In coding theory, Kraft’s inequality gives a necessary and sufficient condition for the existence of a prefix code.1 The result in fact generalises to uniquely decodable codes, in which case it goes by the name of Kraft-McMillan inequality.1 Below is a proof that a prefix code necessarily satisfies the inequality.

Definition. Let \(\newcommand{\abs}[1]{\left\lvert#1\right\rvert} \newcommand{\LHS}{\text{LHS}} \newcommand{\RHS}{\text{RHS}} \newcommand{\im}{\mathop{\rm im}\nolimits} S\) and \(T\) be finite sets (“alphabets”). A prefix code is a function \(C\colon S \to T^*\) such that for \(s,s' \in S\), if \(C(s) \preceq C(s')\) then \(s = s'\).2

Let \(C\colon S \to T^*\) be a prefix code. For \(s \in S\), write \(l(s) := \abs{C(s)}\).

Theorem (Kraft’s inequality as a necessary condition3).

\[\begin{equation}\label{eq:Kraft} \sum_{s \in S} \abs{T}^{-l(s)} \leq 1. \end{equation}\]

The inequality is however also a sufficient condition for the existence of a prefix code: whenever \(l\colon S \to \mathbf{Z}_{\geq 0}\) is a function that satisfies \(\eqref{eq:Kraft}\), then there exists a prefix code \(C\colon S \to T^*\) such that \(l(s) = |C(s)|\) for all \(s \in S\) (see T. M. Cover and J. A. Thomas, Elements of Information Theory, 2nd ed. (2006), p. 107, Theorem 5.2.1). But I will not be concerned with this “converse” today.

I will deduce this as a special case of the following inequality (for \(\tau = ()\)), which describes a more detailed picture of what is going on.

Lemma. Let \(d \geq 0\) and \(\tau \in T^d\). Then \(\displaystyle \sum_{ \substack{s \in S, \\ \tau \preceq C(s)} } |T|^{-\abs{C(s)}} \leq |T|^{-d}.\)

Proof. The proof will be described just for \(\abs{T} = 2\), for simplicity. It trivially adapts to the general \(\abs{T}\), as the reader will see.

We proceed by reverse induction on \(d\).

Case: there is no \(s \in S\) with \(\tau \preceq C(s)\). Then \(\LHS = 0 < \RHS\), as desired.

Case: there is an \(s \in S\) with \(\tau \preceq C(s)\). Let us further break down this case.
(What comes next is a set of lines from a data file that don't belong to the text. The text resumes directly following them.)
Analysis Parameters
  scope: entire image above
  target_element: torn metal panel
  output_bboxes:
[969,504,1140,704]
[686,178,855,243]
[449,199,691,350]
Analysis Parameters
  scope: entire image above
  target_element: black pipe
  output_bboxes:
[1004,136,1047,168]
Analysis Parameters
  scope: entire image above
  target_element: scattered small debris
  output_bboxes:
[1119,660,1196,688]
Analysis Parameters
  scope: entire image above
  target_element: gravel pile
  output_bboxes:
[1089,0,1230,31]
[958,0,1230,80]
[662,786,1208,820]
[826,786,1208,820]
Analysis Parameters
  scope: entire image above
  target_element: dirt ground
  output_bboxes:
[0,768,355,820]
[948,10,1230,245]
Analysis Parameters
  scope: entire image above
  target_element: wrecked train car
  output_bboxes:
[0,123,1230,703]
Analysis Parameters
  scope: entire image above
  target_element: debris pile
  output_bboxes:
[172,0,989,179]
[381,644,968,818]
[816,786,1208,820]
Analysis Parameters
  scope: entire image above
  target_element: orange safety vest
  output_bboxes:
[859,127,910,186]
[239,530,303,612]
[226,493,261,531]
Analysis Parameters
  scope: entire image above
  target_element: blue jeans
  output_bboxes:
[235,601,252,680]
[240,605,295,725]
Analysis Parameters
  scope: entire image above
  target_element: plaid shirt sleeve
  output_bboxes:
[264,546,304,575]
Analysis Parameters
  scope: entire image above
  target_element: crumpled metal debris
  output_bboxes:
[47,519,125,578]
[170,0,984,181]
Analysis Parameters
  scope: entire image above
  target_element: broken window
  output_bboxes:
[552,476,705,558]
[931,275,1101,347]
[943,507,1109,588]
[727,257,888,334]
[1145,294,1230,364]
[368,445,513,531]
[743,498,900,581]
Suppose there is an \(s \in S\) with \(\tau = C(s)\). Since \(C\) is a prefix code, \(s\) is then the only element in \(S\) with \(\tau \preceq C(s)\). Therefore \(\LHS = \abs{T}^{-\abs{C(s)}} = \RHS\), as desired.

Suppose there is no \(s \in S\) with \(\tau = C(s)\). Write \(T = \{0,1\}\). Then

\[\{ s \in S \mid \tau \preceq C(s) \} = \{ s \in S \mid \tau{:}0 \preceq C(s) \} \cup \{ s \in S \mid \tau{:}1 \preceq C(s) \},\]

where the colon (\(:\)) denotes concatenation and wherein the union, note, is disjoint. Therefore, by induction, we have

\[\LHS = \sum_{ \substack{s \in S, \\ \tau{:}0 \preceq C(s)} } 2^{-\abs{C(s)}} + \sum_{ \substack{s \in S, \\ \tau{:}1 \preceq C(s)} } 2^{-\abs{C(s)}} \leq 2^{-(d+1)} + 2^{-(d+1)} = \RHS,\]

as desired. This proves the lemma (hence the theorem).

  1. Reference: Wikipedia, “Kraft-McMillan inequality”  2

  2. Here, \(T^*\) is the Kleene star (i.e. the set of strings in \(T\)), and \(C(s) \preceq C(s')\) denotes that \(C(s)\) is an initial segment (or prefix) of \(C(s')\). 

  3. This statement asserts that Kraft’s inequality is necessarily satisfied by a prefix code.